CFP: Informality, legitimacy and authority in the age of the “Circular Economy” (AAG)

 

Informality, legitimacy and authority in the age of the “Circular Economy”
Call for Papers, AAG 2017 Boston

 

Organizers:
Freyja Knapp, University of California, Berkeley
Manisha Anantharaman, St. Mary’s College of California

Sponsored by:
The Development Geographies Specialty Group

The circular economy is the “new kid on the block” in the arena of technological and managerial responses to intensified waste production and resource shortages. Circular economy strategists seek to apply technical and design solutions to improve resource efficiency, reuse, and repurposing, hoping for new waves of economic growth even in times of crisis. In parallel, the urban infrastructure needed for circular resource flows is being remade through processes of zoning and land use regulation in concert with waves of gentrification and displacement. This session seeks to explore the relationship between the growing activity and interest in the circular economy (a subset of the “green” or sustainable economy) with contemporary urban conflicts over so-called “nuisance” land uses, commodity property rights (e.g. who owns curbside recyclables), race, and class. These conflicts recapitulate familiar patterns of dispossession or appropriation, but with a green-economy gloss that often masks socio-environmental injustices.

Critical engagement with circular economy ideas and practice is of essence, especially as the concept has recently gained prominence as a global sustainability strategy attractive to policymakers and businesses. In this eagerness to realize the “win-win” solutions that the circular economy promises, the socio-spatial practices that comprise circularity occur in the shadows of the excited claims of sustainable development and consumption, eliding the politics of expertise and practice embedded in urban re-cycling work.

This panel seeks to add to the growing critical scholarship on the green economy and invites researchers studying discards, recycling, repurposing and allied processes from a critical perspective to explore the hidden effects of the circular economy transition. We are particularly interested in scholarship that seeks to trouble the North-South distinction in waste/discard studies. Some themes that we seek to explore include, but are not limited to:

  1. How is the circular economy conceptualized across different places?
  2. What physical, policy, and labor infrastructures articulate with the circular economy, and how are they changing?
  3. How are waste gleaning/picking and recycling activities in the so-called “informal sector” articulating with new urban structures under the banner of circular economy?
  4. What are parallels or contradictions between the unlicensed waste collection economies in the global North and the global South?
  5. What does sustainability and justice mean within a circular/green economy?
  6. What spatial politics are at work with “cleaning and greening up” the city?
  7. How are patterns of economic development and gentrification intersecting with already-existing circularities?
  8. How are notions of authority, expertise, or rights leveraged in contestations over who may legitimately participate in the green economy, and how?
  9. How can we rethink “informality” through the circular economy?

 

Abstracts (250 words) should be sent to Freyja Knapp freyja (at) berkeley (dot) edu and Manisha Anantharaman ma20 (at) stmarys-ca (dot) edu by October 21. We will notify accepted participants by October 24. The deadline to submit abstracts to the AAG Annual Meeting is October 27.

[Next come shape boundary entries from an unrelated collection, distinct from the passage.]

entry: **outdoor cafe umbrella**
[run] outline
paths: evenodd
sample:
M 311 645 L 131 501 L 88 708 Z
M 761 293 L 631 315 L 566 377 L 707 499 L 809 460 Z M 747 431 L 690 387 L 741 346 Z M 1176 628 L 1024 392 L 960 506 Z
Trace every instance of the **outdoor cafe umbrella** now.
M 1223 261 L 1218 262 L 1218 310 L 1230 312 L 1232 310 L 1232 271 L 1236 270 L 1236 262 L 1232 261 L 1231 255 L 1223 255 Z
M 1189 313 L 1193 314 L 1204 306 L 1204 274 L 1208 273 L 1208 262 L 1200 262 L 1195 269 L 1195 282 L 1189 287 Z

Freyja Knapp is a doctoral candidate in the Environmental Science Policy and Management Department at the University of California, Berkeley. Her research focuses on the politics of transnational resource extraction from high-value discard streams such as electronic scrap.

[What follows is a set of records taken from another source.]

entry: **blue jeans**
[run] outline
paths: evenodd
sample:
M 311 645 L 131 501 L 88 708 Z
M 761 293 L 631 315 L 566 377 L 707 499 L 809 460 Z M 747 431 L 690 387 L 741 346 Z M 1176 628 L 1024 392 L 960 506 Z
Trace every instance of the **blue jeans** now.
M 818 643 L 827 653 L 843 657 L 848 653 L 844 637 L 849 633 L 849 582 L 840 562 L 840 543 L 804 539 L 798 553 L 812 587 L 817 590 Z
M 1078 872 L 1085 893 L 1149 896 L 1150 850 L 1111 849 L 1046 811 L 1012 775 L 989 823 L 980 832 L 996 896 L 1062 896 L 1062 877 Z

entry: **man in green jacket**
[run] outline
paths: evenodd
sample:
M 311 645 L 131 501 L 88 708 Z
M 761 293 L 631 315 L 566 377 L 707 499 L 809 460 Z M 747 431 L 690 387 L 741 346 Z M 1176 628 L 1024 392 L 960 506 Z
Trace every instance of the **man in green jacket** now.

Manisha Anantharaman is assistant professor in the Justice, Community and Leadership program at Saint Mary’s College of California. Trained as an interdisciplinary environmental scientist, her research and teaching interests straddle sustainability and social justice, applying participatory and ethnographic methodologies to understand how waste-related sustainability initiatives in urban India do, or do not, address labor and social justice concerns.